To address these challenges, advances in network technologies and algorithmic optimizations are needed. It is in this context that NVIDIA SHARP, a protocol designed to improve collective communications in distributed systems, emerges. This innovative approach, known as networked processing, shifts the management of collective communications from processors to network switches, significantly reducing data load and minimizing latency variations, commonly known as jitter.

The first generation of SHARP was introduced with NVIDIA InfiniBand EDR networks at 100 Gb/s, focusing on small reduction operations, and found immediate support in Message Passing Interface (MPI) libraries. Tests conducted on the Texas Advanced Computing Center’s Frontera supercomputer demonstrated improved performance, with up to a nine-fold increase for some collective operations. With the advent of the second generation, SHARPv2 expanded its capabilities, introducing support for AI workloads and further improving scalability with reduction operations on larger messages.

SHARPv2 offered significant benefits, as evidenced by performance in training models such as BERT, where there was a 17 percent improvement over previous versions.
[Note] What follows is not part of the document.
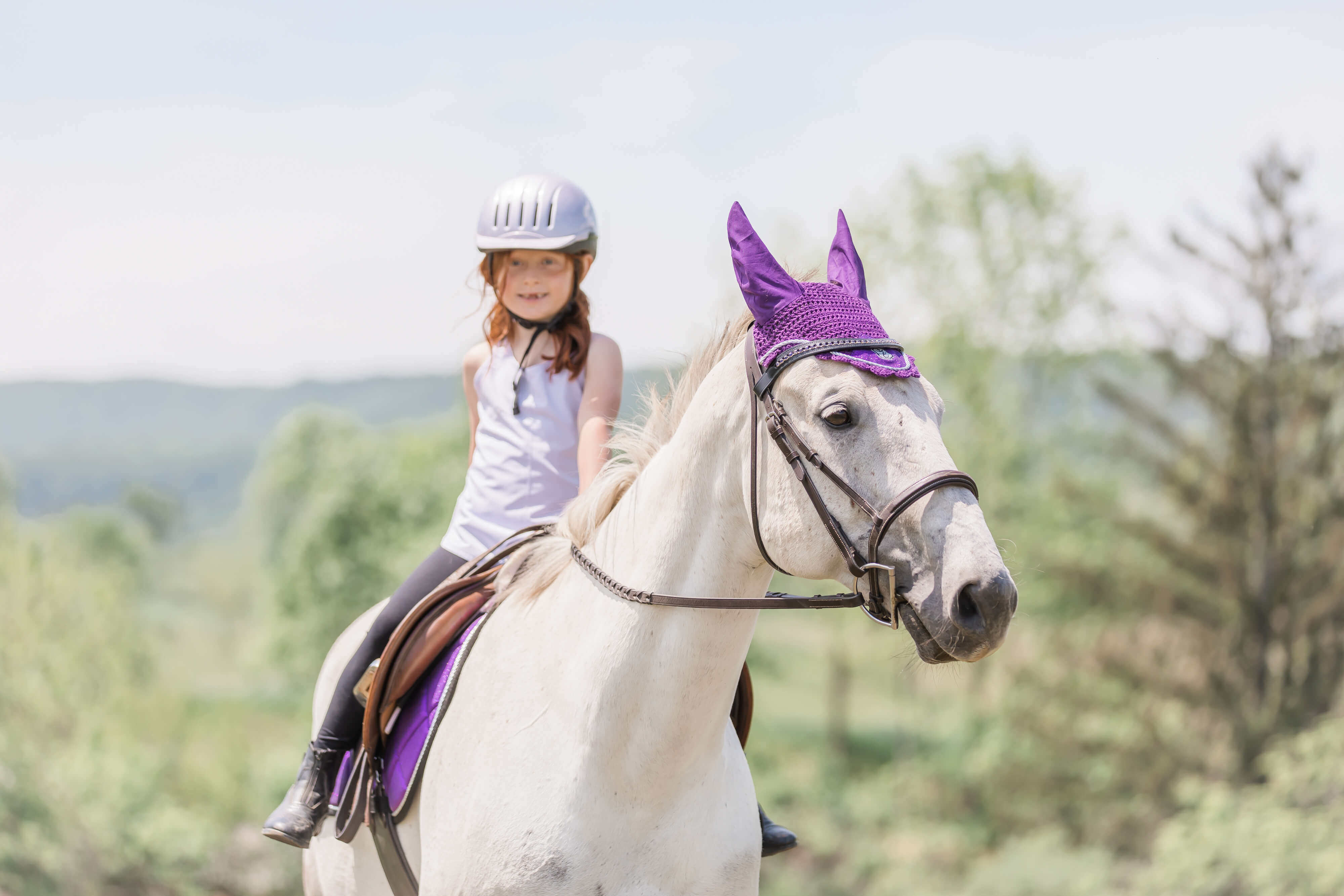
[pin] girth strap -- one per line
(772, 600)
With the introduction of SHARPv3, the technology took another step forward, supporting multiple AI workloads in parallel, dramatically reducing latency in AllReduce operations. This has also been demonstrated in cloud computing contexts, showing significant performance benefits.

Today, SHARP’s integration with the NVIDIA Collective Communication Library (NCCL) has created a powerful synergy for distributed deep learning workloads, eliminating the need to continuously copy data between GPUs and improving overall efficiency. With the arrival of SHARPv4, the technology is poised to implement new algorithms to support an even wider range of collective communications, marking a new era in AI training applications.

SHARP is not just a technology but is the force fueling progress and competitiveness in the fields of scientific computing and AI.